Revelation 12:7 - 9(NASB):

7 And there was war in heaven, Michael and his angels waging war with the dragon. And the dragon and his angels waged war,

8 and they were not strong enough, and there was no longer a place found for them in heaven.

9 And the great dragon was thrown down, the serpent of old who is called the devil and Satan, who deceives the whole world; he was thrown down to the earth, and his angels were thrown down with him.

This I believe is the clearest account of Satan's activities before being cast down that I know of in the Scripture. We know it was Satan, in the form of a serpent, that tempted Eve in the garden of Eden. 1 Chron. 21:2 says that Satan was responsible for causing David to commit sin. Job 1:6-12 and 2:1-7 we see the activity of Satan in tempting Job.

He is called Satan,

The Devil (Mt. 13:39);

the Dragon (Rev. 12:3);

Beelzebub (Matt. 10:25);

Belial (2 Cor. 6:15);

and Lucifer in the KJV in Isa. 14:12.

He is referred to as the Evil One (Matt. 13:19);

the Tempter (Matt. 4:3);

The god of this world (age) (2 Cor. 4:4);

the Ruler of the kingdom of the air (Eph. 2:2);

the prince of this world (Jn. 12:31).

Two passages that are often used to teach about Satan are Ezekiel 28:11-19 and Isaiah 14:12-14. Both of these passages should be used with extreme caution.

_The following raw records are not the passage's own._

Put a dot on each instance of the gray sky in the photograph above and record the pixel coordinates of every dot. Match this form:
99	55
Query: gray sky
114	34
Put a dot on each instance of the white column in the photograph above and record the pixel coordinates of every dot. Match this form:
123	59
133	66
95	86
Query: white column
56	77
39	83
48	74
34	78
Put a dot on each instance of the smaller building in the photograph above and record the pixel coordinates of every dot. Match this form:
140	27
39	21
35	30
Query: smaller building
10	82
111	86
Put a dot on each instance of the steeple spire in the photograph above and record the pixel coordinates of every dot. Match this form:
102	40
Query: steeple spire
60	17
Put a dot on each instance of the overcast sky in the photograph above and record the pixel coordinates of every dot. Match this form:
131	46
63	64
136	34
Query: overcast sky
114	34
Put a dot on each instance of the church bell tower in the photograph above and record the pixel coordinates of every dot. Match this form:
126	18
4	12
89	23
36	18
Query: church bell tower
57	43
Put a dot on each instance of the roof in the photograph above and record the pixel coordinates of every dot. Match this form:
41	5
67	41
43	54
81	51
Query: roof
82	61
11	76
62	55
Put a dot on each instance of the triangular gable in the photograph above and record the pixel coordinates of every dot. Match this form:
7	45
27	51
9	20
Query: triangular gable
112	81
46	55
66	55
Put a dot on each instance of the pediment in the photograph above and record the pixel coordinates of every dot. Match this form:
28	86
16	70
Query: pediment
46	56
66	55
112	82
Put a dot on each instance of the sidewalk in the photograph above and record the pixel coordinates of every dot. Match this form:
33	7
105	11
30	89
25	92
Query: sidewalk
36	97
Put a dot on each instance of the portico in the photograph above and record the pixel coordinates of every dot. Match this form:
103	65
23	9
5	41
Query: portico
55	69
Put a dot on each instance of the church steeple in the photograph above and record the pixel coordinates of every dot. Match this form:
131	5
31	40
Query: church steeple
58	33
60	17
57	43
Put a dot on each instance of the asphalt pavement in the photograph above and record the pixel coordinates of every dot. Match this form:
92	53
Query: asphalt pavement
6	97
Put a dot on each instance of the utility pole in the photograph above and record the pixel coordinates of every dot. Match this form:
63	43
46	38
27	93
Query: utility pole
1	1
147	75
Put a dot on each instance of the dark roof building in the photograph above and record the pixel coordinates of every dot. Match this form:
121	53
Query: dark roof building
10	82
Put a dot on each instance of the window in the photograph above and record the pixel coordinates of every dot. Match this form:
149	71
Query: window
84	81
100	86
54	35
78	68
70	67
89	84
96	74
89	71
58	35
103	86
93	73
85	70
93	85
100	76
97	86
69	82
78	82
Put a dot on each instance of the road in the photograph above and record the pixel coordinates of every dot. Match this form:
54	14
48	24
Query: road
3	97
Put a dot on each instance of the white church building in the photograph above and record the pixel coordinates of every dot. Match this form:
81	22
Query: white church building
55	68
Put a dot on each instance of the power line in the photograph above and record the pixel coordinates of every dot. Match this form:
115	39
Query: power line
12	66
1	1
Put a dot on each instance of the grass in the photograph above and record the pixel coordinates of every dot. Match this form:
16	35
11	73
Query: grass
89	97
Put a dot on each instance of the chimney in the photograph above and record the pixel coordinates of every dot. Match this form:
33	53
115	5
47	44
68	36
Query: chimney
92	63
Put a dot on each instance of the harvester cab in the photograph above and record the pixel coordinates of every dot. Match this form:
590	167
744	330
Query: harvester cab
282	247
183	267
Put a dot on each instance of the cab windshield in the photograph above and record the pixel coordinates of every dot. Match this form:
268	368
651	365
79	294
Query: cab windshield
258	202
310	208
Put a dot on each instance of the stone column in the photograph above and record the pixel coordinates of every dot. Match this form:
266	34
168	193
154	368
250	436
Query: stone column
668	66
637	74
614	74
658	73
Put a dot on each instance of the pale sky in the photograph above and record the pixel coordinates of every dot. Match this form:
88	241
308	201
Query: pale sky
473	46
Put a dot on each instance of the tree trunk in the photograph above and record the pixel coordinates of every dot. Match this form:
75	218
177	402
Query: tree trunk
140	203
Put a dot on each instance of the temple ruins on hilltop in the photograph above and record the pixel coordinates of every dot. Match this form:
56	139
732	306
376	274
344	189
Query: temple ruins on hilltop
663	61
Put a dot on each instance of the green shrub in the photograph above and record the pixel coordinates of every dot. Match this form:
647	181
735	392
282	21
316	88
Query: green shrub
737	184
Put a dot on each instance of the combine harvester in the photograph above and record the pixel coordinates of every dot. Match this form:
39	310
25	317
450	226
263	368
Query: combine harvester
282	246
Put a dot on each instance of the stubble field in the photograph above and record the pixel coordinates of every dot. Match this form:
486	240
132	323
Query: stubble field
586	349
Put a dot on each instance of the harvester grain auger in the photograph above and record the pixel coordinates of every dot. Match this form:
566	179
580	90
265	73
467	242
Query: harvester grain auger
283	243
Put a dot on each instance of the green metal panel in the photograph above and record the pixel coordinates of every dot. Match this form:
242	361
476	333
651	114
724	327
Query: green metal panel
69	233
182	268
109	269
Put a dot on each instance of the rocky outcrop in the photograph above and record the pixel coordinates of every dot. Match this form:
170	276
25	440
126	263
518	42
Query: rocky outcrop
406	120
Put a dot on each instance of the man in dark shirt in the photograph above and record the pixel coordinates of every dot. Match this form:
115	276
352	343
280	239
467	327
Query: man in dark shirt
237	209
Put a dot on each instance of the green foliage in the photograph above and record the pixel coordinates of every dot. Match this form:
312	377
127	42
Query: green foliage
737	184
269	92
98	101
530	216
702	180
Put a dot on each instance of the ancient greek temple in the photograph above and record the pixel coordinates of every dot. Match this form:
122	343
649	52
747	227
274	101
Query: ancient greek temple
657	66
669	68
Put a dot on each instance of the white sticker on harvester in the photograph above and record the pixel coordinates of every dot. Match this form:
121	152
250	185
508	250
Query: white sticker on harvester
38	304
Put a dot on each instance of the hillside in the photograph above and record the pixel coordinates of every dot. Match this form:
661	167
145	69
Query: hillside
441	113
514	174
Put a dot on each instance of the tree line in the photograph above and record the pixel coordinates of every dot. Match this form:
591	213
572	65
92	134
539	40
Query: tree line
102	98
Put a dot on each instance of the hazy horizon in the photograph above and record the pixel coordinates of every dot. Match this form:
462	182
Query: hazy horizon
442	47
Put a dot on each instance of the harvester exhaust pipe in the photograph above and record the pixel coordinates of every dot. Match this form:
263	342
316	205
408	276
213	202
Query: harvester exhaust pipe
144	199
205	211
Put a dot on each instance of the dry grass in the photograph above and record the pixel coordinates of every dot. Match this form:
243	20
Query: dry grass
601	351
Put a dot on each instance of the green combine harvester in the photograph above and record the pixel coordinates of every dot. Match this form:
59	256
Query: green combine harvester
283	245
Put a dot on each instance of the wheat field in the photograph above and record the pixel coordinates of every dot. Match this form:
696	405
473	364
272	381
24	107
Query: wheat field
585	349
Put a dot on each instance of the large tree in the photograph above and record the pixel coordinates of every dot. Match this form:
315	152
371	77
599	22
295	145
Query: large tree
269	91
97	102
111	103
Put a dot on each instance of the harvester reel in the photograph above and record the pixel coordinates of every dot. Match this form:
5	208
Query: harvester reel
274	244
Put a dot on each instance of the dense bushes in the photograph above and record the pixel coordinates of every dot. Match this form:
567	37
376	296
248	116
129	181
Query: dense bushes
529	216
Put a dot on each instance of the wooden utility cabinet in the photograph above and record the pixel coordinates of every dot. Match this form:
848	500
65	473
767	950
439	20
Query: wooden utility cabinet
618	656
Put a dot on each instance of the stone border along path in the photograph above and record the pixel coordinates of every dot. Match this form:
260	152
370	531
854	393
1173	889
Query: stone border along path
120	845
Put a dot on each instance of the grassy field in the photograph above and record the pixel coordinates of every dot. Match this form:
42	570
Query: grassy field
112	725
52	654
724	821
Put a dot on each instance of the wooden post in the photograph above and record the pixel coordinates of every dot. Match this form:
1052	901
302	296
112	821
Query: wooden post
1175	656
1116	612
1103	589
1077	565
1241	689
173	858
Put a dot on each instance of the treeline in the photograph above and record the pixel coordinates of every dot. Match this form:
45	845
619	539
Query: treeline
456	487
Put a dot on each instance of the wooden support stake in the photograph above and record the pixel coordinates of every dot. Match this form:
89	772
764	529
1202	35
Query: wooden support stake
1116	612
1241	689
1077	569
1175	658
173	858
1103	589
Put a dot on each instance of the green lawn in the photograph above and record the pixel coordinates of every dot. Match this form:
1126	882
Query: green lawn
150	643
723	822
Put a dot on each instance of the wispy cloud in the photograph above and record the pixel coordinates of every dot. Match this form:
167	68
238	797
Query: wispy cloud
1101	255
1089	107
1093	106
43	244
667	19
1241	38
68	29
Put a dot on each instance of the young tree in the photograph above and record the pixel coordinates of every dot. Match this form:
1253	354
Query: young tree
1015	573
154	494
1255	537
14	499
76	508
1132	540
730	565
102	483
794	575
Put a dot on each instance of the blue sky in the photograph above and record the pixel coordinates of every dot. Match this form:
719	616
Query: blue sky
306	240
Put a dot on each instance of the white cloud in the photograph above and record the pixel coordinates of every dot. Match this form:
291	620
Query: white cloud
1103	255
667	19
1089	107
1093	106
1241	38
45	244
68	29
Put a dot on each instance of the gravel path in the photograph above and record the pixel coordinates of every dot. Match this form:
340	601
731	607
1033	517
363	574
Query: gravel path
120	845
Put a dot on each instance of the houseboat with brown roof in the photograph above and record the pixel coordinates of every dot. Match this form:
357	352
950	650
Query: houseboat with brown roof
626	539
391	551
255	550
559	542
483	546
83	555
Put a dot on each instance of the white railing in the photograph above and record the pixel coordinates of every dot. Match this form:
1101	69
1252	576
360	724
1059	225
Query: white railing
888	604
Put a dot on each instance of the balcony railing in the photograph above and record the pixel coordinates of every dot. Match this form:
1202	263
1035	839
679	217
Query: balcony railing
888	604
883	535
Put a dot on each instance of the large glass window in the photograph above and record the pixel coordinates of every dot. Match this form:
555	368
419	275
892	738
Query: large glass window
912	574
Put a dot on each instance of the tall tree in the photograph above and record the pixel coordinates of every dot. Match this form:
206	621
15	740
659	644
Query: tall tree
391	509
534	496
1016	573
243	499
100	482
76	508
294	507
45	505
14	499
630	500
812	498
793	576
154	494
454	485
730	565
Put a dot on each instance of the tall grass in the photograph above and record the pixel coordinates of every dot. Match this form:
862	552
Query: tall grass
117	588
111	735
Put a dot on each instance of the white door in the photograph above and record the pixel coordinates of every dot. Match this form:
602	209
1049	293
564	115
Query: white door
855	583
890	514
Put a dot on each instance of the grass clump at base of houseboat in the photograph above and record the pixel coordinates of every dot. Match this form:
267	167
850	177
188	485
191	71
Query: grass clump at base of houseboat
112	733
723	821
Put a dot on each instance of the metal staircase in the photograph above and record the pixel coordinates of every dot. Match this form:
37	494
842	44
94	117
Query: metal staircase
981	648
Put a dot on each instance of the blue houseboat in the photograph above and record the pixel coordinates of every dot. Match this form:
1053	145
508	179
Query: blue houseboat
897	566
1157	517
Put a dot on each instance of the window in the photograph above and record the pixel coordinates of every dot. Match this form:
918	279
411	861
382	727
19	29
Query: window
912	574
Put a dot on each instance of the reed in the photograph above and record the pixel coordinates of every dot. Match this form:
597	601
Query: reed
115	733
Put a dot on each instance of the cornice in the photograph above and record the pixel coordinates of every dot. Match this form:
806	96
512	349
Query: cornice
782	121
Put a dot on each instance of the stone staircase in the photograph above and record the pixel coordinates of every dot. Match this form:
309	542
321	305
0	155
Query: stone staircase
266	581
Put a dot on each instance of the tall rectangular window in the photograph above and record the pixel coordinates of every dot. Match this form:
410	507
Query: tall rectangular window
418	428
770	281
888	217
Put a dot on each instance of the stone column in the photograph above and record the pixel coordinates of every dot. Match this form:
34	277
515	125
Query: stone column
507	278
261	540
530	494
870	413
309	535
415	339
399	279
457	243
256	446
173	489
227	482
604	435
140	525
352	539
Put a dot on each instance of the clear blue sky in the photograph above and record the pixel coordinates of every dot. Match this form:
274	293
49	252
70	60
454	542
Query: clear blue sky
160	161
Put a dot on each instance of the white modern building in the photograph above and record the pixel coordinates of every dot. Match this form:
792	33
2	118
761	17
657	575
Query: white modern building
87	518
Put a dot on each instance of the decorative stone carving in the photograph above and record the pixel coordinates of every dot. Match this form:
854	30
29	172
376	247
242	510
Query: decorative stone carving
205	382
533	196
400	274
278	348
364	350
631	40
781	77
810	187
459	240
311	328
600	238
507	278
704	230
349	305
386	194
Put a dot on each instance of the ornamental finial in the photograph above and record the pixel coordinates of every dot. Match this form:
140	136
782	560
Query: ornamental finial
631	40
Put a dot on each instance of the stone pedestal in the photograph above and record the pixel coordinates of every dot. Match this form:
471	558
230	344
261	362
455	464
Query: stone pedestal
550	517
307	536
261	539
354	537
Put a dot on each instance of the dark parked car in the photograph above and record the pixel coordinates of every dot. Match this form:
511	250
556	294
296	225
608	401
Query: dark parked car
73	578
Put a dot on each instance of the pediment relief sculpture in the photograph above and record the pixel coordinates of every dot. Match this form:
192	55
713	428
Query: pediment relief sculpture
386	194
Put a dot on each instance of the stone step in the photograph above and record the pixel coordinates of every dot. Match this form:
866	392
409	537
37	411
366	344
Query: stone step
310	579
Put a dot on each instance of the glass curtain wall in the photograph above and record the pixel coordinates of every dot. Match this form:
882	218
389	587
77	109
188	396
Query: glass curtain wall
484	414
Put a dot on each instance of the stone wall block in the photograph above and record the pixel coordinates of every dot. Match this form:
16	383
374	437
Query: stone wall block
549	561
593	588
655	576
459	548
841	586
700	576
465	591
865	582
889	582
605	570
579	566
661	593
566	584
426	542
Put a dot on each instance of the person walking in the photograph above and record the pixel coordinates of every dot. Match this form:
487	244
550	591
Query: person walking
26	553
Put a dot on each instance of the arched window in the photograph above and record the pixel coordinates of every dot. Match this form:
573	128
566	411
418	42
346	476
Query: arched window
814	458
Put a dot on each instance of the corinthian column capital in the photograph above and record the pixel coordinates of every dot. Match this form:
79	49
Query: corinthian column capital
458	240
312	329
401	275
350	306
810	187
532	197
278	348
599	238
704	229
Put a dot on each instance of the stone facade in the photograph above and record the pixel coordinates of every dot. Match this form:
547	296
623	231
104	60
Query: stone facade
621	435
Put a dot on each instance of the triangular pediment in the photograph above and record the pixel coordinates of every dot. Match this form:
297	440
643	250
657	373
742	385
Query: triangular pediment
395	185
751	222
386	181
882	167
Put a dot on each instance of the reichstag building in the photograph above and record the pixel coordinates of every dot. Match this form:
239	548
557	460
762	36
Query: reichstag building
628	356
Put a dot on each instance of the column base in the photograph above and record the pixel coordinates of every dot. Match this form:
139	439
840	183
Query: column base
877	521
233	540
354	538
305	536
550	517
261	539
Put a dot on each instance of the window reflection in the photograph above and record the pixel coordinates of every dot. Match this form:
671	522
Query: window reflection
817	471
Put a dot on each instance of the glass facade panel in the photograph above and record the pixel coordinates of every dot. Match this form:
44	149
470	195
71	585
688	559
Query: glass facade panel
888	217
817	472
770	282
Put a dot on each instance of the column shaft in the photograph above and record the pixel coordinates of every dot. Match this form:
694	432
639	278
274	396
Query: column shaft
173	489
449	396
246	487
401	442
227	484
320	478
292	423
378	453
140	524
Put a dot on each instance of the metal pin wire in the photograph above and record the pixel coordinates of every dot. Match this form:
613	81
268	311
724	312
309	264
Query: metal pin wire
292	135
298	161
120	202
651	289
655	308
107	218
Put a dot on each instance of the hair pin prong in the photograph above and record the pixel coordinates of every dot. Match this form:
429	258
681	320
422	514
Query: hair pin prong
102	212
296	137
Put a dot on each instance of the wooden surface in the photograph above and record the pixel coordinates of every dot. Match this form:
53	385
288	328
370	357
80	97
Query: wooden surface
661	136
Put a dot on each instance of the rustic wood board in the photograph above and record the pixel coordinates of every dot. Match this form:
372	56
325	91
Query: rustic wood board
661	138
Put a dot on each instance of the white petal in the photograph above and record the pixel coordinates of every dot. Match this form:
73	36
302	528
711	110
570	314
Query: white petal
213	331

One should always be aware of the context of a Biblical passage before trying to teach anything from it. In its context Ezek. 28:11-19 is a description of the King of Tyre. To go beyond this in explaining this passage is to go without biblical support. NEVER in Scripture is the context in Ezek. 28 used to speak of Satan.

Similarly, Isa. 14:12-14 speaks of the king of Babylon. The KJV adds "Lucifer" to verse 12 for unknown reasons. Isa. 14 is speaking in figurative language of the downfall of the nation of Babylon.

It could be said in both these passages that the King of Tyre and the King of Babylon were the very personification of Satan. In this case we can assume that certain characteristics of these evil kings are characteristics of Satan.

What we do know about Satan is this. He was a created being, an angel, who was judged because of his rebellion, which the New Testament hints was sparked by his pride (1Tim.3:6). He is the one responsible for introducing evil to this world. Now he desires to devour God's creation by tempting man to reject his Creator.

This is then the lesson we must learn. Satan--an angel created by God--was given the free will to choose whether or not he would obey God. He disobeyed, and that disobedience was evil.

Satan made himself evil by choosing to do evil.

In the same way, humans may choose to do right or wrong, and through their choices, evil flourishes.

So... it was choice that caused Satan to be evil, not an act of Creation.